Встреча с Аней окончательно выбила Афанасию из колеи. Невестка, всегда приветливая и улыбчивая, сидела на привинченном к полу стуле с отсутствующим выражением лица. Она не поздоровалась со свекровью, не повернула в ее сторону головы, не кивнула, вообще никак не отреагировала на ее появление. Афанасия испробовала все известные ей слова убеждения, но Аня сидела как истукан.

– О ребенке подумай, – взмолилась свекровь. – Если поможешь следствию, тебе дадут маленький срок, отсидишь пару лет, вернешься к нам, будешь сама малыша воспитывать. В противном случае тебя накажут очень строго, всю молодость за решеткой проведешь!

Через четверть часа у Афанасии возникло ощущение, что она общается с чучелом из ваты.
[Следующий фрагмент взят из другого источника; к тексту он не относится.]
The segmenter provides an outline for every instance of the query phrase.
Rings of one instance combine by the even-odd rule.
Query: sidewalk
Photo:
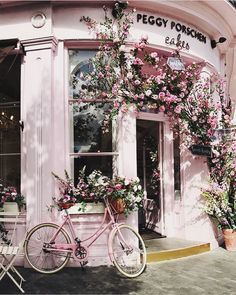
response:
[[[20,268],[26,294],[235,295],[236,252],[223,248],[204,254],[148,264],[136,279],[113,267],[65,268],[53,275]],[[21,294],[7,277],[0,294]]]

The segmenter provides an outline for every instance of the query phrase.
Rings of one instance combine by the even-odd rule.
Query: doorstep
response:
[[[178,238],[161,238],[144,241],[147,263],[192,256],[210,251],[210,243],[194,242]]]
Ну не способен живой человек замереть на стуле с абсолютно прямой спиной и провести в такой позе, почти не моргая, долгое время.

Следователь хотел во что бы то ни стало растормошить Анну, за арестованной вели постоянное наблюдение, к ней в камеру подсадили «утку», подследственную, которая согласилась стучать на подругу по несчастью. Преступница тоже была беременна, звали ее Светлана Барабас. За что Света очутилась за решеткой, осталось для меня тайной, но, учитывая тот факт, что ею занимались сотрудники комитета госбезопасности, Барабас была не обычной уголовницей.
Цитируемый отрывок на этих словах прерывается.